75Pour Cecco Angiolieri, poetar (faire acte de poète), c’est faire mais, en ce qui le concerne, défaire sans rien perdre de son identité de poète, et pour, au besoin, refaire autrement3 de manière à la fois continue et discontinue, au rythme alterné des quatrains et des tercets toujours recommencés. Bien différemment que la plupart des poètes de son temps ou même antérieurs, la Dame (Becchina, elle aussi, à sa manière, rebelle) n’est plus objet d’adoration et de sublimation mais la cible préférée d’une détestation tellement en accord avec la propre destinée de rebelle de Cecco, de rebelle à la société de son temps.
76Aussi, mettre en scène sa propre histoire, fût-elle manifestement déformée et arrangée par la fiction poétique, revient, chez lui, à convoquer tout au long du recueil à variantes, toute une pléiade de comparses et de complices qui auront servi au minimum à lui renvoyer, miroir théâtral, une/des image(s) de « poète maudit » ou de « mauvais garçon » qui va jusqu’à user du vieux topos de la taverne, des filles faciles et du jeu (les dés).

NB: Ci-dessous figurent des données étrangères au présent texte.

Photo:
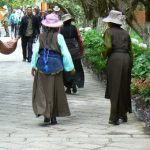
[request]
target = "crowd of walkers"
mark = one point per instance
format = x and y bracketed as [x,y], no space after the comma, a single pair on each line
[56,62]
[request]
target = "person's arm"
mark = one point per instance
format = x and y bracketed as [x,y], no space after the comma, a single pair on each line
[67,60]
[80,41]
[107,43]
[35,54]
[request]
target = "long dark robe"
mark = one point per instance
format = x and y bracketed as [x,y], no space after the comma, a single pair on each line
[119,73]
[70,33]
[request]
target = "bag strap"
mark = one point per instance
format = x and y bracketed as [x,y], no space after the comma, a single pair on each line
[46,42]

Une manière qui lui est propre, bien que partagée par ailleurs avec d’autres poètes satiriques et « comiques », une manière d’adresser un pied de nez à l’ordre établi d’où la religion est absente toutefois (LXXIV).

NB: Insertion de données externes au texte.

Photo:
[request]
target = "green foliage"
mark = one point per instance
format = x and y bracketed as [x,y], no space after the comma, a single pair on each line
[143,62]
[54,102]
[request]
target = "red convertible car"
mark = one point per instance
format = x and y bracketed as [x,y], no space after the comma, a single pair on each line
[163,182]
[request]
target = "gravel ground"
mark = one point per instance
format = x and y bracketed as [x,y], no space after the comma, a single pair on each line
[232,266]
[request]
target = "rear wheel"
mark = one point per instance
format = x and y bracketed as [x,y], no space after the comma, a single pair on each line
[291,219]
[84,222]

77En définitive, le tour de force de ce poète toscan, siennois, aura été de redire sans trop se répéter et sans se lasser aussi de la remettre en scène en quinze cents vers au total, une histoire personnelle et pour, chaque fois, l’enfermer dans l’écrin de quatorze vers, ceux de la petite musique du sonnet.
Notes de bas de page
1 Cecco Angiolieri, Sonetti/Sonnets (bilingue), Édition Antonio Lanza, préface de Claudio Galderisi, introd., trad., commentaires, notes et index de Gérard Genot, Translatio, Paris, Honoré Champion/Memini, 2003.
2 Oiseaux : cf. index, p. 209-210.
Sur les vingt-huit animaux recensés, huit sont des oiseaux (et, parmi eux, des oiseaux de proie, des rapaces ; busard, milan, gerfaut). Cf. à ce sujet, notamment, les sonnets LXXIV ou LXXXVII.
3 J. Lacroix, « Comment régénérer le monde en l’an 1300 : les adverbes de la Divine Comédie », in Mélanges au Prof. Noboru Harano, à l’occasion de son départ à la retraite, in Études de langue et littérature française, n° 24, 2005, p. 158-188, Société d’Études de Langue et Littérature françaises, Université d’Hiroshima (Japon).